Filmed at Sony Studios, Culver City, by Katie Face Prods. and TriStar TV. Executive producers, Tony Danza, Randi Mayem Singer; producer, Walter Barnett; director, James Burrows; creator-writer, Singer; camera, Ken Lamkin; editor, Robert Bramwell; art director, Bob Breen; sound, Gordon Klimuck; music, Jonathan Wolff. TX:Cast: Tony Danza, Lori Loughlin, Jerry Adler, Christine Dunford, Frank J. Galasso, Tom Gallop, Shareen Mitchell, Jeffrey Anderson-Gunter, Dorothy Hack, Mark Denis. Looks like irrepressible Tony Danza has booked into another long-runner in the role of Tony Canetti, New Jersey police detective who has stayed clear of women since his divorce a year ago.
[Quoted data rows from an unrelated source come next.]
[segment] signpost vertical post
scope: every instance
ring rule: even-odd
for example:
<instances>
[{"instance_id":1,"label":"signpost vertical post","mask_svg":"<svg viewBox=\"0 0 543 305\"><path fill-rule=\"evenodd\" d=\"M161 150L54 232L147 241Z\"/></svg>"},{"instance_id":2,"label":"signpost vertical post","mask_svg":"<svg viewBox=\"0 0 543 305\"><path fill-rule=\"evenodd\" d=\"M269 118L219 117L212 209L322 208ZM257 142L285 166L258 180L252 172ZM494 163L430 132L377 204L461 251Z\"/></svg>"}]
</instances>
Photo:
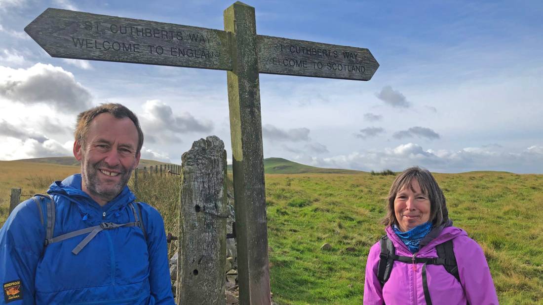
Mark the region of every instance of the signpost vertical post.
<instances>
[{"instance_id":1,"label":"signpost vertical post","mask_svg":"<svg viewBox=\"0 0 543 305\"><path fill-rule=\"evenodd\" d=\"M232 69L226 73L239 303L265 305L271 299L254 8L231 5L224 11L224 29L233 36Z\"/></svg>"},{"instance_id":2,"label":"signpost vertical post","mask_svg":"<svg viewBox=\"0 0 543 305\"><path fill-rule=\"evenodd\" d=\"M379 67L368 49L258 35L255 19L239 1L224 11L224 31L49 8L24 29L53 57L227 71L243 305L271 303L258 74L368 81Z\"/></svg>"}]
</instances>

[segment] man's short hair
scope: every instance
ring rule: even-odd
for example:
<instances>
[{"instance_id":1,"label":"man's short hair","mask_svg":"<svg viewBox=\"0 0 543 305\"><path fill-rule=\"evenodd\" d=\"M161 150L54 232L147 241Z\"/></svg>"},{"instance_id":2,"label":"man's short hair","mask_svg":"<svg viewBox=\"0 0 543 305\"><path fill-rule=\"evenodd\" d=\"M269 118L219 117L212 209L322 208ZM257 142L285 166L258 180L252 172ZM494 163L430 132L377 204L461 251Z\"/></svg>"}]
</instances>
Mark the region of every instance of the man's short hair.
<instances>
[{"instance_id":1,"label":"man's short hair","mask_svg":"<svg viewBox=\"0 0 543 305\"><path fill-rule=\"evenodd\" d=\"M136 129L137 129L138 144L136 153L139 153L141 150L141 147L143 145L143 132L141 131L141 127L140 127L140 121L134 113L118 103L100 104L100 106L91 108L78 114L75 126L75 141L78 142L81 145L85 144L91 123L94 118L102 113L109 113L117 119L128 118L132 120L134 125L136 126Z\"/></svg>"}]
</instances>

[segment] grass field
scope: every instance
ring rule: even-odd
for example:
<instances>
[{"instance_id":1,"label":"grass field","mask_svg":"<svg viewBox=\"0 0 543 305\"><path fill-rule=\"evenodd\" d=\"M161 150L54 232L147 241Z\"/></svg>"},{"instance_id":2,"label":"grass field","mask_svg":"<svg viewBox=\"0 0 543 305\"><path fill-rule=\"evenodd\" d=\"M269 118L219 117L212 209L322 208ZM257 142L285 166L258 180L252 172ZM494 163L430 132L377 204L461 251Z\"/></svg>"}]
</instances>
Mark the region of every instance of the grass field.
<instances>
[{"instance_id":1,"label":"grass field","mask_svg":"<svg viewBox=\"0 0 543 305\"><path fill-rule=\"evenodd\" d=\"M28 187L41 179L28 179L37 165L6 175L4 162L0 163L2 198L7 195L9 200L7 190L14 186L15 178L28 181ZM46 177L66 176L52 174L52 170L38 172ZM500 303L543 303L543 175L478 172L435 176L454 225L483 247ZM179 180L173 178L176 177L140 180L136 191L140 199L161 211L168 232L174 231L178 221ZM266 175L270 280L276 302L361 304L366 257L383 234L378 223L384 213L383 198L394 179L369 173ZM0 222L7 212L2 203ZM320 250L325 243L332 248Z\"/></svg>"}]
</instances>

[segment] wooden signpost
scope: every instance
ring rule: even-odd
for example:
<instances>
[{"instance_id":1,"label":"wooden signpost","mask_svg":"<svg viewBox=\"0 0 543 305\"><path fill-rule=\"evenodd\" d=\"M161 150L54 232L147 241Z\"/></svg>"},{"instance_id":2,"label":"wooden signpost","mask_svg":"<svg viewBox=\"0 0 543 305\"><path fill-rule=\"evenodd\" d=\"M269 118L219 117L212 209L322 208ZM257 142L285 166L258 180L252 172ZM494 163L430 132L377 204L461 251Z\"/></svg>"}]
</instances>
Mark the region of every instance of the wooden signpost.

Randi Mayem Singer’s script has bumps, but it also has winning characters and laughs. She’s given the police beat as her assignment. They’re doomed.
Secondary characters include ex-wife Lucy (Shareen Mitchell), who shares a good scene with Canetti and their son Mickey (Frank J. Galasso); station lieutenant Al Teischer (Jerry Adler); all-out (almost cartoon time) feminist cop Kirby McIntire (Christine Dunford); and officer Regelski (Tom Gallop). The mix works.
Danza gives Canetti his little-boy-confused combo of enthusiast, realist and romanticist — it’s familiar and dependable. Police station antics are OK, and dad-son shenanigans are successful.
Loughlin’s fresh and attractive as the flip side of Canetti’s personality; there’s a whole world of conservative-vs.-liberal humor to be mined in weeks ahead.
There also are references to their age difference, another field on which to play. Another plus is Jeffrey Anderson-Gunter’s cynical waiter.
Program has a traditional sitcom feel. Art director Bob Breen’s work is able and helpful, and James Burrows directs with his usual assurance. Looks like “Hudson Street,” preceded by “Roseanne” and followed by “Home Improvement,” should be right at home.